E non me ne accorgo semplicemente perché cerco di non fissarlo, osservando fuori dalla finestra il tramonto che screzia l'orizzonte oltre le montagne e mi punteggia le gote d'arancio, non riuscendo tuttavia a nascondere il rossore che realmente si fa strada sulla faccia. «Ecco... Eravamo felici.» ammetto, abbassando gli occhi sul sacchetto del McDonald, cercando di controllare la mestizia improvvisa che mi investe e mi spinge a stringere le labbra. «Poi non so cosa sia andato storto fra mio padre e sua moglie.» Mi schiarisco la voce. «La sua ex moglie.»
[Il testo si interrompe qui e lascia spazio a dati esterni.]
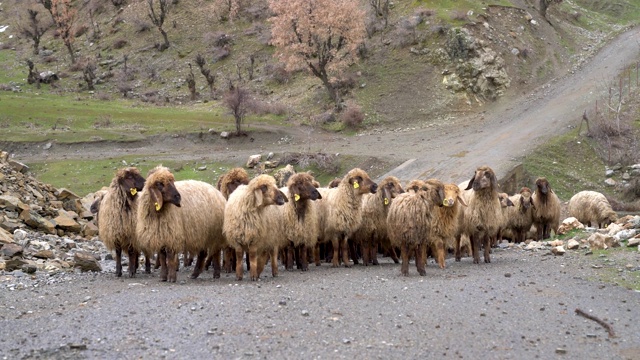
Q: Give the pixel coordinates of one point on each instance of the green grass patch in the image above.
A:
(570, 163)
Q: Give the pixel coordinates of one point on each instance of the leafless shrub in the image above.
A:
(352, 116)
(120, 43)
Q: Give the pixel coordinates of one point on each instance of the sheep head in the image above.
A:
(231, 180)
(360, 181)
(266, 192)
(390, 189)
(451, 194)
(162, 189)
(301, 187)
(130, 181)
(483, 178)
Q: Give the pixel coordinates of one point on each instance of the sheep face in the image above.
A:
(543, 185)
(130, 180)
(390, 189)
(361, 182)
(301, 187)
(451, 195)
(162, 189)
(483, 178)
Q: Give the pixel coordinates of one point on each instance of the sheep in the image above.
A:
(410, 219)
(520, 216)
(116, 209)
(546, 212)
(299, 219)
(483, 214)
(227, 183)
(445, 223)
(340, 213)
(251, 224)
(592, 207)
(373, 228)
(193, 223)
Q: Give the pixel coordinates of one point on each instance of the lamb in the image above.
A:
(591, 207)
(546, 212)
(299, 219)
(410, 220)
(520, 216)
(193, 223)
(227, 183)
(117, 212)
(251, 224)
(340, 213)
(483, 214)
(445, 223)
(373, 228)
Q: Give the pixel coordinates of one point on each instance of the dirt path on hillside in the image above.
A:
(498, 136)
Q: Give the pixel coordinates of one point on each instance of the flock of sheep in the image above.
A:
(354, 215)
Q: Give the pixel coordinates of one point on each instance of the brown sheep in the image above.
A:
(373, 228)
(591, 207)
(300, 219)
(445, 222)
(546, 212)
(483, 214)
(175, 216)
(117, 211)
(227, 183)
(340, 213)
(251, 225)
(410, 219)
(520, 216)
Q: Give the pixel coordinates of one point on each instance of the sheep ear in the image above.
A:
(462, 200)
(156, 197)
(470, 185)
(259, 197)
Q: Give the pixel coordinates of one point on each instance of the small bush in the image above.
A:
(352, 116)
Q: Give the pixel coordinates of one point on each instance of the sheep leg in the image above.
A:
(200, 260)
(487, 248)
(344, 247)
(239, 271)
(253, 260)
(304, 261)
(118, 261)
(421, 259)
(475, 248)
(162, 262)
(133, 261)
(404, 253)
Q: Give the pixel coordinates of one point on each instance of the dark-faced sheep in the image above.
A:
(592, 207)
(445, 223)
(409, 222)
(483, 214)
(520, 216)
(546, 212)
(373, 228)
(117, 212)
(340, 213)
(299, 219)
(175, 216)
(250, 225)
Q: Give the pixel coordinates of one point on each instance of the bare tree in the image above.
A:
(34, 30)
(322, 35)
(211, 79)
(158, 20)
(238, 102)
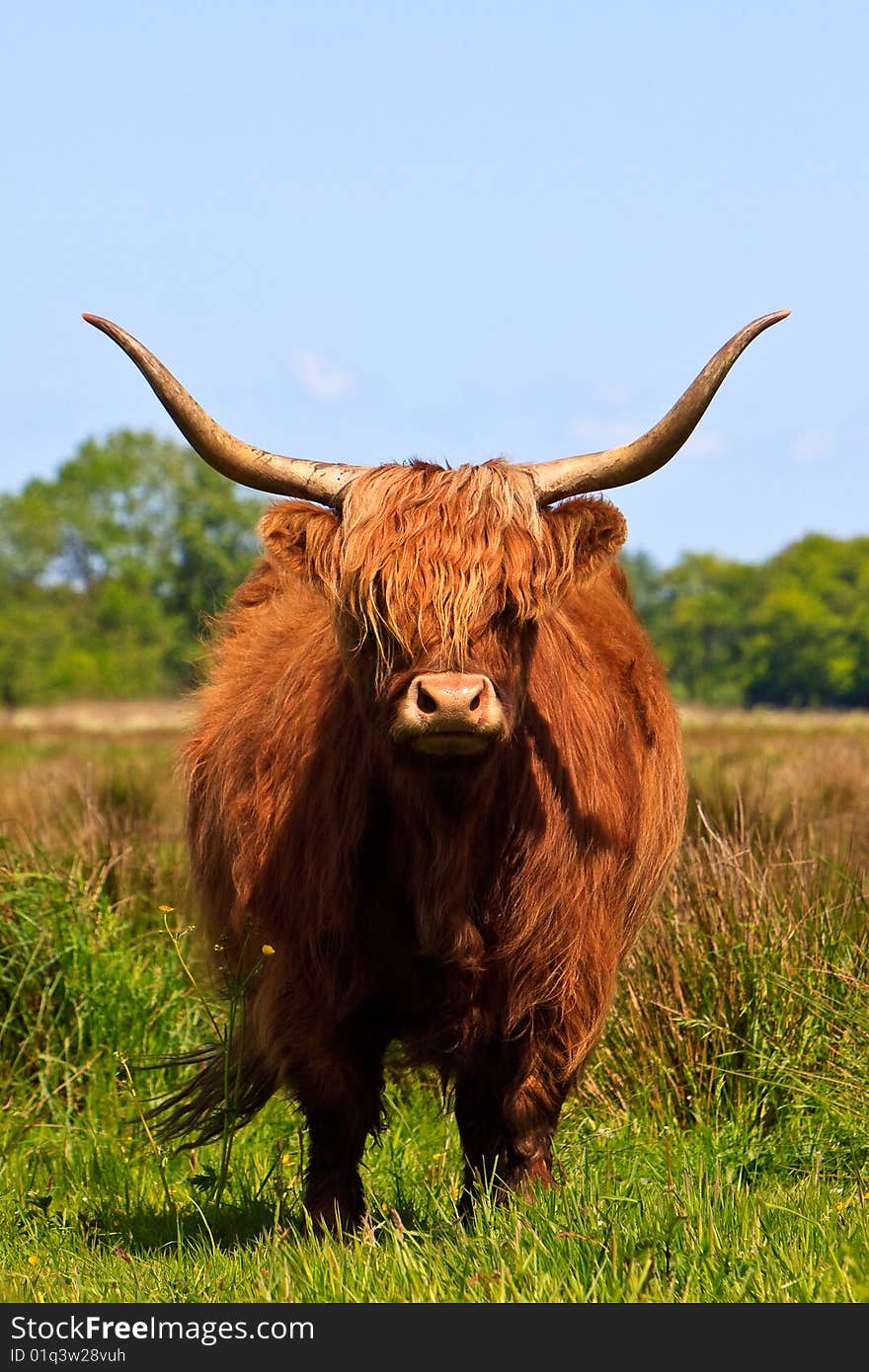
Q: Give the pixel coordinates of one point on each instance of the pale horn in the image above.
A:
(621, 465)
(323, 482)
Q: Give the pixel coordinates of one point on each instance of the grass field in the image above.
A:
(715, 1151)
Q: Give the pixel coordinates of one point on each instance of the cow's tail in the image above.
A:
(227, 1088)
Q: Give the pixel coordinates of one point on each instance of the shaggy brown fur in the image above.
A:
(477, 908)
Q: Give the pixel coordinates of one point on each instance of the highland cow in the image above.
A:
(436, 771)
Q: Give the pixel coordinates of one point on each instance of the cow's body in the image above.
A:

Non me la sento di chiamarla madre, non dopo come ci ha abbandonati. Ero stato adottato dalla famiglia idilliaca: una coppia di sposi perfetta con un bambino più piccolo di me di qualche anno. Poi, quando avevo dieci anni, lei se n'è semplicemente andata. Non si è mai più fatta sentire da allora e per me e Josh ha smesso di essere una madre esattamente da quel giorno. A volte ho l'impressione di essere stata io la causa della loro separazione, quasi avessi trascinato con me l'infelicità che mi è rimasta incollata addosso dal giorno in cui i miei genitori biologici sono stati uccisi.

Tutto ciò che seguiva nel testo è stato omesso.